Changes to previous version:

The main theorem of the paper has been strengthened significantly. Additionally, the stronger theorem holds even for subclasses of algebraic circuits, such as algebraic formulas and algebraic branching programs.


Paper:

TR18-132 | 17th July 2018 12:56

Near-optimal Bootstrapping of Hitting Sets for Algebraic Circuits





TR18-132
Authors: Mrinal Kumar, Ramprasad Saptharishi, Anamay Tengse
Publication: 22nd July 2018 16:05
Downloads: 114
Keywords: 


Abstract:

The classical lemma of Ore-DeMillo-Lipton-Schwartz-Zippel states that any nonzero polynomial $f(x_1,\ldots, x_n)$ of degree at most $s$ will evaluate to a nonzero value at some point on a grid $S^n \subseteq \mathbb{F}^n$ with $|S| > s$. Thus, there is a deterministic polynomial identity test (PIT) for all degree-$s$ size-$s$ algebraic circuits in $n$ variables that runs in time $\mathrm{poly}(s) \cdot (s+1)^n$.
In a surprising recent result, Agrawal, Ghosh and Saxena (STOC 2018) showed any deterministic blackbox PIT algorithm for degree-$s$, size-$s$, $n$-variate circuits with running time as bad as $s^{n^{0.5 - \delta}}\mathrm{Huge}(n)$, where $\delta > 0$ and $\mathrm{Huge}(n)$ is an arbitrary function, can be used to construct blackbox PIT algorithms for degree-$s$ size $s$ circuits with running time $s^{\exp \circ \exp (O(\log ^\ast s))}$.

The authors asked if a similar conclusion followed if their hypothesis was weakened to having deterministic PIT with running time $s^{o(n)}\cdot \mathrm{Huge}(n)$. In this paper, we answer their question in the affirmative.

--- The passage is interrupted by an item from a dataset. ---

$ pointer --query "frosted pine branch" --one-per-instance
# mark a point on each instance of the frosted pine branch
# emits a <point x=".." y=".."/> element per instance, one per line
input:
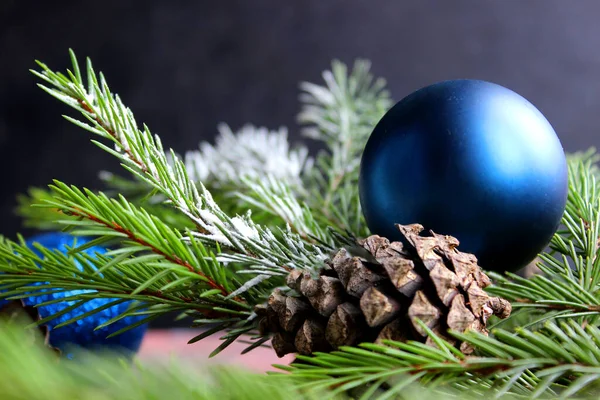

We show that, given a deterministic blackbox PIT that runs in time $s^{o(n)}\cdot \mathrm{Huge}(n)$ for all degree-$s$ size-$s$ algebraic circuits over $n$ variables, we can obtain a deterministic blackbox PIT that runs in time $s^{\exp \circ \exp(O(\log^{*}s))}$ for all degree-$s$ size-$s$ algebraic circuits over $n$ variables. In other words, any blackbox PIT with just a slightly non-trivial exponent of $s$ compared to the trivial $s^{O(n)}$ test can be used to give a nearly polynomial time blackbox PIT algorithm.